Understanding the Effects of Projectors in Knowledge Distillation

Conventionally, during the knowledge distillation process (e.g. feature distillation), an additional projector is often required to perform feature transformation due to the dimension mismatch between the teacher and the student networks. Interestingly, we discovered that even if the student and the teacher have the same feature dimensions, adding a projector still helps to improve the distillation performance. In addition, projectors even improve logit distillation if we add them to the architecture too. Inspired by these surprising findings and the general lack of understanding of the projectors in the knowledge distillation process from existing literature, this paper investigates the implicit role that projectors play but so far have been overlooked. Our empirical study shows that the student with a projector (1) obtains a better trade-off between the training accuracy and the testing accuracy compared to the student without a projector when it has the same feature dimensions as the teacher, (2) better preserves its similarity to the teacher beyond shallow and numeric resemblance, from the view of Centered Kernel Alignment (CKA), and (3) avoids being over-confident as the teacher does at the testing phase. Motivated by the positive effects of projectors, we propose a projector ensemble-based feature distillation method to further improve distillation performance. Despite the simplicity of the proposed strategy, empirical results from the evaluation of classification tasks on benchmark datasets demonstrate the superior classification performance of our method on a broad range of teacher-student pairs and verify from the aspects of CKA and model calibration that the student's features are of improved quality with the projector ensemble design.

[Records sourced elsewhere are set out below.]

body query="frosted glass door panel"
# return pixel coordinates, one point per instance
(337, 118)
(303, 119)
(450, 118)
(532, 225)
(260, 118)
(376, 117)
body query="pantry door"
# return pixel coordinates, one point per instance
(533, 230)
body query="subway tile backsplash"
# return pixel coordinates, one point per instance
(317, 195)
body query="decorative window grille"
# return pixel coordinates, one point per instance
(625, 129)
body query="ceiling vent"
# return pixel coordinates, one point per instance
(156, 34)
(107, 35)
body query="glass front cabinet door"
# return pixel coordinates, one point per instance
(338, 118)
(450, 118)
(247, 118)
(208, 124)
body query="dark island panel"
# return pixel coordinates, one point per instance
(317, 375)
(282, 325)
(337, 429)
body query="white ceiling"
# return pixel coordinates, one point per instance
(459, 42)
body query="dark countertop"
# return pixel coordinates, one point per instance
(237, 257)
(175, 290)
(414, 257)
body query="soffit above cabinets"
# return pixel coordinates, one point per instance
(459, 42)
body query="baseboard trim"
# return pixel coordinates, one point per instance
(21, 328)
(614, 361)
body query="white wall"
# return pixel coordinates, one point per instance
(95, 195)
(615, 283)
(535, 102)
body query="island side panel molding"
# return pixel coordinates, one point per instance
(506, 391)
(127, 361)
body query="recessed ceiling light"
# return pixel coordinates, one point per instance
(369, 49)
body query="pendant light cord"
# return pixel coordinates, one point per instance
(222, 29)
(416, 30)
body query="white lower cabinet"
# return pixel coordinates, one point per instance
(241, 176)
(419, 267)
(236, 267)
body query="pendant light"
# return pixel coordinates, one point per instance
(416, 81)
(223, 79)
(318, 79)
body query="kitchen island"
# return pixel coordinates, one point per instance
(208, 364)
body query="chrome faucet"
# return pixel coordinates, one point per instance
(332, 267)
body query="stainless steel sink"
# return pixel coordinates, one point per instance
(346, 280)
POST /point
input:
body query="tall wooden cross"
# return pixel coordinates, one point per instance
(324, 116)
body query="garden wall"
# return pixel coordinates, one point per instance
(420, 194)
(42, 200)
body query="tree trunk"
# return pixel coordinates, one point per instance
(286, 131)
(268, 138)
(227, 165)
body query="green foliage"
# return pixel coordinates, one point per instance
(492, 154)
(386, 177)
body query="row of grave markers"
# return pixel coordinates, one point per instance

翻译：传统上，在知识蒸馏过程（例如特征蒸馏）中，由于教师网络与学生网络之间存在维度不匹配，通常需要额外的投影器进行特征变换。有趣的是，我们发现即使学生网络与教师网络的特征维度相同，添加投影器仍有助于提升蒸馏性能。此外，若将投影器引入架构，连对数蒸馏也能得到改善。受这些令人惊讶的发现以及现有文献对知识蒸馏过程中投影器作用普遍缺乏理解的启发，本文研究了投影器所发挥但迄今被忽视的隐式作用。我们的实证研究表明，带有投影器的学生网络：（1）在与教师网络特征维度相同时，相较于无投影器的学生网络，在训练准确率与测试准确率之间取得了更优的权衡；（2）从中心核对齐（CKA）视角来看，能更好地保持与教师网络的相似性，而非仅停留在表层与数值上的近似；（3）在测试阶段避免了像教师网络那样过度自信。受投影器积极效果的启发，我们提出了一种基于投影器集成的特征蒸馏方法，以进一步提升蒸馏性能。尽管所提策略简单，但在基准数据集分类任务的评估中，实证结果表明我们的方法在广泛的教师-学生网络对组合上具有优越的分类性能，并从CKA与模型校准两方面验证了采用投影器集成设计后学生网络特征质量的提升。